Most of the time we are hardly aware that we have stored this garbage away in our emotional piggy bank.  We don’t open the doors there much.  We don’t really like to look into that dark and dusty cupboard overflowing with souvenirs from past relationships.  We save trashy emotional memento’s from events not worthy of remembering and allow them to settle somewhere within us.  We invite them in and let them stay.  We make room for them.  They take up space within us.  Space that could be open and inviting for new and beautiful things.  Yet here we are, storing old things and carrying them around trying desperately not to look at them or even to remember that they are there.

We store them all over our bodies.  Our hips and solar plexus are the usual willing victims.  Our hips get tight and our lower backs suffer under the weight of all the gritty garbage.  There are other places though.  We are ever so adept at making space for all this stuff.  Our whole bodies can be used for storage.  No part of us can escape this dusty trail.

So how do we let it all go?  How do we brave the opening of those dusty doors?  How do we pull out those unwanted emotional trophies one by one and toss them away forever?  After all its going to hurt isn’t it?  There is only one way to let it out and that is through the heart.  Thats the way it came in and that’s the way to let it out.

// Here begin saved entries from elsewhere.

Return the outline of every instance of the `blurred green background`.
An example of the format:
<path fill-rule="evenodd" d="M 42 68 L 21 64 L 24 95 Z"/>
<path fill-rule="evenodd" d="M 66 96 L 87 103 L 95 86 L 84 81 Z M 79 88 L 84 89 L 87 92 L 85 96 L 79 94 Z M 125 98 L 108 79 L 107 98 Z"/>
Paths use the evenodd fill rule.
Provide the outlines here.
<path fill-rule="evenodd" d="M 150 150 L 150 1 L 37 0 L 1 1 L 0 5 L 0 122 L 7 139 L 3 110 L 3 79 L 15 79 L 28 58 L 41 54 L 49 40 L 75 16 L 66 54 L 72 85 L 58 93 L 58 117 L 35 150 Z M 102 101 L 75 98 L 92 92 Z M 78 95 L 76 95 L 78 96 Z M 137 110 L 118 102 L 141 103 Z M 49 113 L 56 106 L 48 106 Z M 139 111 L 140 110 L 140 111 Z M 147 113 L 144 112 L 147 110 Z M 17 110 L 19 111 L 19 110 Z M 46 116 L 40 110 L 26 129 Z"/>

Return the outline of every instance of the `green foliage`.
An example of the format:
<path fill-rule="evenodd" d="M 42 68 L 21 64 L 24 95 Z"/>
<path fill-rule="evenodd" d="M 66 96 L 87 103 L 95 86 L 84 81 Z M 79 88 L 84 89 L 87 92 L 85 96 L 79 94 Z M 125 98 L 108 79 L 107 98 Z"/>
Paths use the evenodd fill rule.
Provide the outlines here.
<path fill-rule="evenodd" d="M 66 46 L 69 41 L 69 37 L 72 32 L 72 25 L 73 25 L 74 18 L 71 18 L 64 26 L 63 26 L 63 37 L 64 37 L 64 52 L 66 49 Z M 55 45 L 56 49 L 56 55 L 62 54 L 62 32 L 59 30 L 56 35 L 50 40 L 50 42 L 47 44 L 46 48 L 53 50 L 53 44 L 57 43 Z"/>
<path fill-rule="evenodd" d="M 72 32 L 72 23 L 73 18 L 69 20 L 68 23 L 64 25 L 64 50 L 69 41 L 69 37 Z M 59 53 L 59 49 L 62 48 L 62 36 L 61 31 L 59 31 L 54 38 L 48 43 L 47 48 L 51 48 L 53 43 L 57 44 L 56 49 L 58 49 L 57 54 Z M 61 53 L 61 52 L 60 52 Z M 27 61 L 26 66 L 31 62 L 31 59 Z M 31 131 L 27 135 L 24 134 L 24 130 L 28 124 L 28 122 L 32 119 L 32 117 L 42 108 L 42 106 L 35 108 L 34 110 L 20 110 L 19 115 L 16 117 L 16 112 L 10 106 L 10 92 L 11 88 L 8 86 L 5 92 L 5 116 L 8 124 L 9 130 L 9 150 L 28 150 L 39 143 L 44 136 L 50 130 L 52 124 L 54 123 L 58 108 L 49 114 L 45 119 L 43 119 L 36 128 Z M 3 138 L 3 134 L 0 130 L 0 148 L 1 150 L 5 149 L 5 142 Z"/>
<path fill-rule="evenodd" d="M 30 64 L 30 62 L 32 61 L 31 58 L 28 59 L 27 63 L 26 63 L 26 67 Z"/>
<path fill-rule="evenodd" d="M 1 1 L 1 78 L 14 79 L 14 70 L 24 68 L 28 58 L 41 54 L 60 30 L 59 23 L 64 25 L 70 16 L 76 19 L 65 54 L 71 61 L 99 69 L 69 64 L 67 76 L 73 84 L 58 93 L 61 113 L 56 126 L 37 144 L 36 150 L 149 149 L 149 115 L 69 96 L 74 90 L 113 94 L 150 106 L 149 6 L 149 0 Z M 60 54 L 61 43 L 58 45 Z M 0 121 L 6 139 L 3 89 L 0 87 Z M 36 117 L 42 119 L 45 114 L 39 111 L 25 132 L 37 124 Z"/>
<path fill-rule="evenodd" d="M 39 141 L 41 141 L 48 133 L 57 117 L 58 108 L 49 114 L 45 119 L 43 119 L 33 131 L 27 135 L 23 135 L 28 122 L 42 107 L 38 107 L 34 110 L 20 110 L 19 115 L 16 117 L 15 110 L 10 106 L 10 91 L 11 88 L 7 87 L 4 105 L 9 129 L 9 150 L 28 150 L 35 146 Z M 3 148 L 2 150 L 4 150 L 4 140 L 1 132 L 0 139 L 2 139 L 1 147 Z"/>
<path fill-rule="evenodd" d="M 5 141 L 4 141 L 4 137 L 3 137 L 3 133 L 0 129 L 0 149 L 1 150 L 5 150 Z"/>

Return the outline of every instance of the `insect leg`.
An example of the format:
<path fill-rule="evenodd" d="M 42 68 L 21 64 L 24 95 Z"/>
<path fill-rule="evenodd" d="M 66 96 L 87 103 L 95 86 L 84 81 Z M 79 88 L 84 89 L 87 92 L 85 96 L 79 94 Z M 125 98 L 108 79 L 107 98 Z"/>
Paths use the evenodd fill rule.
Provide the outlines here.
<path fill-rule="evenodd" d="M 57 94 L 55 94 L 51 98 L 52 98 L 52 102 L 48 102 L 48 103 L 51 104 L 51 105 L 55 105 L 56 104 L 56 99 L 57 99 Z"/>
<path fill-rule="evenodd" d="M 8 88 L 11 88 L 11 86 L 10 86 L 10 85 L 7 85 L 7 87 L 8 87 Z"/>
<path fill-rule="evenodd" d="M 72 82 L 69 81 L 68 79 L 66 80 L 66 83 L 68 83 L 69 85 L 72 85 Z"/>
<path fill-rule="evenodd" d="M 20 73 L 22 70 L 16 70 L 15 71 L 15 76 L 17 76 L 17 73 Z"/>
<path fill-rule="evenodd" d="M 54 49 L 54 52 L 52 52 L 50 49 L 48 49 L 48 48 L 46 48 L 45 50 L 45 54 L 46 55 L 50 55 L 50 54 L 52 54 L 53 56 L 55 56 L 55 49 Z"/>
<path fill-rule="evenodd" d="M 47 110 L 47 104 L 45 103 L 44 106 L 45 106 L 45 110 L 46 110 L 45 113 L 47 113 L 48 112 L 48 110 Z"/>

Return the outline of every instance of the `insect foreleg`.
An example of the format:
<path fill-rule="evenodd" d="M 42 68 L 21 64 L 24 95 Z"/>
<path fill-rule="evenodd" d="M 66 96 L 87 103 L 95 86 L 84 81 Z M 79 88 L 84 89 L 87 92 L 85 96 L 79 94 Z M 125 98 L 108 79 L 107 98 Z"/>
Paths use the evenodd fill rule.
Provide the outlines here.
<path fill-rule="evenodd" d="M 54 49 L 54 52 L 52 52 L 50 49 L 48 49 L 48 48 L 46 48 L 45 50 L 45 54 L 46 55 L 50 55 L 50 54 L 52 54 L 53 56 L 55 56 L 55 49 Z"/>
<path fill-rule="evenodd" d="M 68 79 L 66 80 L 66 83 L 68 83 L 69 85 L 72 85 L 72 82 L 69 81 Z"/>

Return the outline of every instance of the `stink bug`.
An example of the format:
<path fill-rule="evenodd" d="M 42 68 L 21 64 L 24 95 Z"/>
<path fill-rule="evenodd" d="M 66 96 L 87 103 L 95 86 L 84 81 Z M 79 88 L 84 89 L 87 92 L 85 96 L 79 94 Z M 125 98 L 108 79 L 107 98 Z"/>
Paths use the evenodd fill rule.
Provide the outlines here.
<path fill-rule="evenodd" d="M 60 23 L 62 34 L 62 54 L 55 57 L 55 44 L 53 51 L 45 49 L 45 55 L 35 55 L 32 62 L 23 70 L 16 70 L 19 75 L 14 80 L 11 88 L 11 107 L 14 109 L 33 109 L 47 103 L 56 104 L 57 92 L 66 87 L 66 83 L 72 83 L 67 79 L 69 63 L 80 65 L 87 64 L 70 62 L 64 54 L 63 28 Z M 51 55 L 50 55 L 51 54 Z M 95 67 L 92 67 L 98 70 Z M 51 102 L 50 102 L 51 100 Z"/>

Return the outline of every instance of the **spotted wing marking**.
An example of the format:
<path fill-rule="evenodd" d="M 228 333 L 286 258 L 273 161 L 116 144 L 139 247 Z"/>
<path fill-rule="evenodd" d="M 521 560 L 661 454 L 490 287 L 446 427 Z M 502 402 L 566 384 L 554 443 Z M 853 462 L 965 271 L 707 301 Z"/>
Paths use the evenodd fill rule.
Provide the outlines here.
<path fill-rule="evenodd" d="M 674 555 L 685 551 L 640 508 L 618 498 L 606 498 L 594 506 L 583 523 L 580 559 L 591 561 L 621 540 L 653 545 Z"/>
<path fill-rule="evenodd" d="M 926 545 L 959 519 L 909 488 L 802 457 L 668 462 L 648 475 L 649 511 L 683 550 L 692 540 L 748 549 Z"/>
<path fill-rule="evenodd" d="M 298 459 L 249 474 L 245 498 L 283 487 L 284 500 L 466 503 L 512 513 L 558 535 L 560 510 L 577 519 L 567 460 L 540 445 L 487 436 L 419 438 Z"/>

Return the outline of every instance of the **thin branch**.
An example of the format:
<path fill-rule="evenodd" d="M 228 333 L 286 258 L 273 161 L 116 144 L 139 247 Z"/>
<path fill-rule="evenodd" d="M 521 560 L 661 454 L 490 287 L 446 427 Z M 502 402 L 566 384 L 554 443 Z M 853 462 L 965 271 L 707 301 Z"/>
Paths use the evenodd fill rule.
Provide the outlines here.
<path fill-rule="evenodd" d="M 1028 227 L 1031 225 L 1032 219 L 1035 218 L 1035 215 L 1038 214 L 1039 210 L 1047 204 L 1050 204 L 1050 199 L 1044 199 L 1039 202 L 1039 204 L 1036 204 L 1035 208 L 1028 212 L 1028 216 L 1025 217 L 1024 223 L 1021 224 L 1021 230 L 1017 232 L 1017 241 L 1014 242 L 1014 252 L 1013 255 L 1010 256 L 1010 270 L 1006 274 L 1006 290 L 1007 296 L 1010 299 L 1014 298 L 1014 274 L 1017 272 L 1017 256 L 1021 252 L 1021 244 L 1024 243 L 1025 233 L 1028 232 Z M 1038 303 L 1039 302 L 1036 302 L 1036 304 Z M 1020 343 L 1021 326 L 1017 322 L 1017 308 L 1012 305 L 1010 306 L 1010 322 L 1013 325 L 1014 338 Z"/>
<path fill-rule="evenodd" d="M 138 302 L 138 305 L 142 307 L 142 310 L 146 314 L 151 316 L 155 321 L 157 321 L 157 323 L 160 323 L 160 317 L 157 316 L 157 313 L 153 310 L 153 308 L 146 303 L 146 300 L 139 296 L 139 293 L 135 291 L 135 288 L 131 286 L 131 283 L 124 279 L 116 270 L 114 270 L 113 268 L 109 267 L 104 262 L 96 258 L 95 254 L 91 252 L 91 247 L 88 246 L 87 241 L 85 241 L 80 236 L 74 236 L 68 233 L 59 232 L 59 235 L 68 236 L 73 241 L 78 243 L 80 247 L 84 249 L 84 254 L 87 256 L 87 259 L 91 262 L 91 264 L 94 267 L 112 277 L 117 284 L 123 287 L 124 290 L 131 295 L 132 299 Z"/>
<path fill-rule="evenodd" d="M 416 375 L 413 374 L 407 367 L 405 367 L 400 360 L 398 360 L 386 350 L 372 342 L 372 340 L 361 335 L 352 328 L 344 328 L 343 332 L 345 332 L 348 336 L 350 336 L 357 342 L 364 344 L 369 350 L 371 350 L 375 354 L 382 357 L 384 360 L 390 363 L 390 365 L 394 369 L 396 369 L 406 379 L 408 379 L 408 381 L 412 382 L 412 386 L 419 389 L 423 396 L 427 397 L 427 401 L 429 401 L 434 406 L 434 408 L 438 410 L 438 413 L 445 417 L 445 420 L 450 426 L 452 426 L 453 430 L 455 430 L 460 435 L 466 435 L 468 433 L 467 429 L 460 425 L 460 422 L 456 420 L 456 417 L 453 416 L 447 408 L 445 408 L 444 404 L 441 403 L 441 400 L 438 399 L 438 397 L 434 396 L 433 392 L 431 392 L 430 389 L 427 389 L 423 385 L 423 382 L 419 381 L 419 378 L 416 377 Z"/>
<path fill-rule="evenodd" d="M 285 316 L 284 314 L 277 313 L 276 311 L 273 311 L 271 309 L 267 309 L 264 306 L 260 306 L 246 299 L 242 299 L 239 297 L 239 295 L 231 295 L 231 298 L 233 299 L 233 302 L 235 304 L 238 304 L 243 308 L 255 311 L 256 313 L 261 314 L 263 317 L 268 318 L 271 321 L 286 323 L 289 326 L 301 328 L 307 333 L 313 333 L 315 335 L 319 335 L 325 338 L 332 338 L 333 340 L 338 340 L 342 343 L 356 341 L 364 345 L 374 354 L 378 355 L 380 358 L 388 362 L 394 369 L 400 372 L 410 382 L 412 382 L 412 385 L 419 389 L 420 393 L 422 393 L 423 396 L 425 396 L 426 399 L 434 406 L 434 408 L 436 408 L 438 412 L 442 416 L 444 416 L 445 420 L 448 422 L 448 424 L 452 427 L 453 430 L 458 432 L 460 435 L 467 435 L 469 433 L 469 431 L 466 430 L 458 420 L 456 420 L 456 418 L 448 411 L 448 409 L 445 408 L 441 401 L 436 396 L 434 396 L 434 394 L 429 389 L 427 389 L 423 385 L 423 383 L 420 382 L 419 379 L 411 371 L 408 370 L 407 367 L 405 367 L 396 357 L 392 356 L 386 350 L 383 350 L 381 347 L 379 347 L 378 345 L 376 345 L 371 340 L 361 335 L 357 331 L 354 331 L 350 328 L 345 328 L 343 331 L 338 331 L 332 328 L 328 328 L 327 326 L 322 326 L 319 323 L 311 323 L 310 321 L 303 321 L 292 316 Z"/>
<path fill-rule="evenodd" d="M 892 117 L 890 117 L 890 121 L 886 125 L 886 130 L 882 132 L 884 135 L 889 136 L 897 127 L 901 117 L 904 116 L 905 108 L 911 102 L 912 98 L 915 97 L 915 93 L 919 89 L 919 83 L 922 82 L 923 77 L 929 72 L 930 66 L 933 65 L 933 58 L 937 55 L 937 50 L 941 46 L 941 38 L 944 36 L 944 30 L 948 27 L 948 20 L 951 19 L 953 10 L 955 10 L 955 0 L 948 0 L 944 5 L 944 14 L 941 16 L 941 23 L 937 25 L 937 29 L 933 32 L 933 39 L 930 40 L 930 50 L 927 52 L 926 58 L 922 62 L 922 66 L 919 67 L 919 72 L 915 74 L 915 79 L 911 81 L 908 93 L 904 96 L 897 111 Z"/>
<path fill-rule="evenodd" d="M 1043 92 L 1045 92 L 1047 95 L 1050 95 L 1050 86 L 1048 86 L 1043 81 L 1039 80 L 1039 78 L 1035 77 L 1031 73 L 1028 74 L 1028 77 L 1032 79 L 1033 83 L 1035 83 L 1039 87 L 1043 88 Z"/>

Here is how you do it.  You open one door at a time.  You find that memento.  Take a look at it.  You are carrying it around with you, all day, every day.  Its heavy and dirty. You don’t want it and you know that if you toss it aside you will have space. Beautiful fresh open space.  For some reason this is the point where we get fearful.  We are nervous of that space.  We are used to the weight of it and there is a comfort in that.  It’s what we know.  It’s who we are.  It hurts to look at it.  Our chest tightens and our heart starts to close.  Don’t let it.  Right at this point take a deep breath and open the heart and let it go.  Get behind the pain and throw that thing away.  Release it with one big beautiful breath.

Yes it will hurt for a moment but then that moment is over and it is gone.  Surely that is far better than carrying it around for another few years.  That is all you have to do. Open your heart and let it go.  It will hurt for just a few moments and then it will be gone.  Surely that is far better than the pain of carrying it around forever.  So why don’t we do this.  Why do we insist on holding on to this detritus.  Why to we litter our bodies with the leftovers of our own personal history.  For one reason only and that it is because it is what we know and what we know feels safe.  It keeps us in our comfort zone and we are spectacularly bad at moving out of that.

So go ahead and drag that stuff out of those dark and dismal corners.  Let it go and move on.  You will be richly rewarded in ways you can only begin to imagine.  Just breathe and let it go.